The emerging contours of this yet fledgling defence cooperation will be discussed when Australian defence minister Brendan Nelson comes visiting on Wednesday, with talks scheduled with his Indian counterpart A K Antony, external affairs minister Pranab Mukherjee and the three service chiefs, among others.

India and Australia hope to build up on the bilateral MoU on defence cooperation signed during Australian prime minister John Howard's visit to New Delhi in March 2006.

Officials say greater interaction between the Indian and Australian navies, along with regular meetings of the newly-constituted bilateral Maritime Security Operations Working Group, upgraded military exercises and high-level exchanges are on the cards.

Significantly, the two countries are now also finalising an arrangement to share counter-terrorism, maritime security and other "classified" information. Nelson's visit, of course, comes at a time when Indian doctor, Mohammad Haneef, has been detained in Australia for alleged links to the failed car bomb attacks in London and Glasgow.
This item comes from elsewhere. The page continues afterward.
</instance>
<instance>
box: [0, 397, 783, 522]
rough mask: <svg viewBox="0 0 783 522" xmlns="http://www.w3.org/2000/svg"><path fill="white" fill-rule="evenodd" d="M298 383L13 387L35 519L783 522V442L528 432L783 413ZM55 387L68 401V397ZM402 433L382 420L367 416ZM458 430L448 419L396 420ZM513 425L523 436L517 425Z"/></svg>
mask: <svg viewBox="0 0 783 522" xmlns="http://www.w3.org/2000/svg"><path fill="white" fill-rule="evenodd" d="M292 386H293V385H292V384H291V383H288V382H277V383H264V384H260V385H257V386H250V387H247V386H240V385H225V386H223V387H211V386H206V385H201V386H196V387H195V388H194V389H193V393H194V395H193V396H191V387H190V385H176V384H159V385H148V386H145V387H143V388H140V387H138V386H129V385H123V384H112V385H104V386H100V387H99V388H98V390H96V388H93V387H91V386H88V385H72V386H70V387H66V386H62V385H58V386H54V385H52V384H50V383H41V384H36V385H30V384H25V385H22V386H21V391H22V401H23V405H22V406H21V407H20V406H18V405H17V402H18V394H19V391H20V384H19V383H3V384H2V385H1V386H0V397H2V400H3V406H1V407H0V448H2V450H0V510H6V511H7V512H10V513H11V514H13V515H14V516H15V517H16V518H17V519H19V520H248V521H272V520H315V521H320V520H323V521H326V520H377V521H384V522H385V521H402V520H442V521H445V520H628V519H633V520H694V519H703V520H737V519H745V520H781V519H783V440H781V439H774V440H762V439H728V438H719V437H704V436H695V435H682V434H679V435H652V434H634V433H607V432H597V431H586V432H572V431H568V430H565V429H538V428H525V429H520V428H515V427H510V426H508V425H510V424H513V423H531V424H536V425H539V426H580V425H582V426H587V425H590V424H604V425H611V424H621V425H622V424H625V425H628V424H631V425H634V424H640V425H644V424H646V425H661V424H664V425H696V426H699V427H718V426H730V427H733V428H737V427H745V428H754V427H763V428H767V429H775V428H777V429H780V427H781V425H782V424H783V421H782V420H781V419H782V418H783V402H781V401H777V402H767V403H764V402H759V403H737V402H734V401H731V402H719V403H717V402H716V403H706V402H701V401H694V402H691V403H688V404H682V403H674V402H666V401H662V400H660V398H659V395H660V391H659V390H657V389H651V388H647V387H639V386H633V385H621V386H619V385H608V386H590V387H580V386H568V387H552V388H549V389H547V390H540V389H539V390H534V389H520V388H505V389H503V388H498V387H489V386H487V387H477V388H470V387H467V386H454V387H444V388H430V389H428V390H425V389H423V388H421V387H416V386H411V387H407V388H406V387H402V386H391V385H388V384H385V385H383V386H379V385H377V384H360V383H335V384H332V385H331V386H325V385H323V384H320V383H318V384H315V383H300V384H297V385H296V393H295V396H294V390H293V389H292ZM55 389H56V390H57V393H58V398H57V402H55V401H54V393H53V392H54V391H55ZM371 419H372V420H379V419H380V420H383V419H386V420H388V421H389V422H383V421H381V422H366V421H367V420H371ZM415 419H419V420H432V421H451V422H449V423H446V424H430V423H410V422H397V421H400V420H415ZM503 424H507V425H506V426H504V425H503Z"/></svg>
And as such, cooperation in the counter-terrorism arena will figure high on the agenda.

But coming back to defence, both India and Australia share a common wariness about China and its rapidly-modernising 2.5-million-strong People's Liberation Army, coupled with the communist country's desire to spread its arc of influence in the entire Asia-Pacific region.

Nelson, incidentally, is coming to India after a visit to China, where he tried to assure Chinese defence minister General Cao Gangchuan that Australia was not ganging up militarily with US, Japan and now India to contain Beijing in the region.

China, on its part, remains deeply suspicious of this emerging so-called quadrilateral "axis of democracy" in the Asia-Pacific region.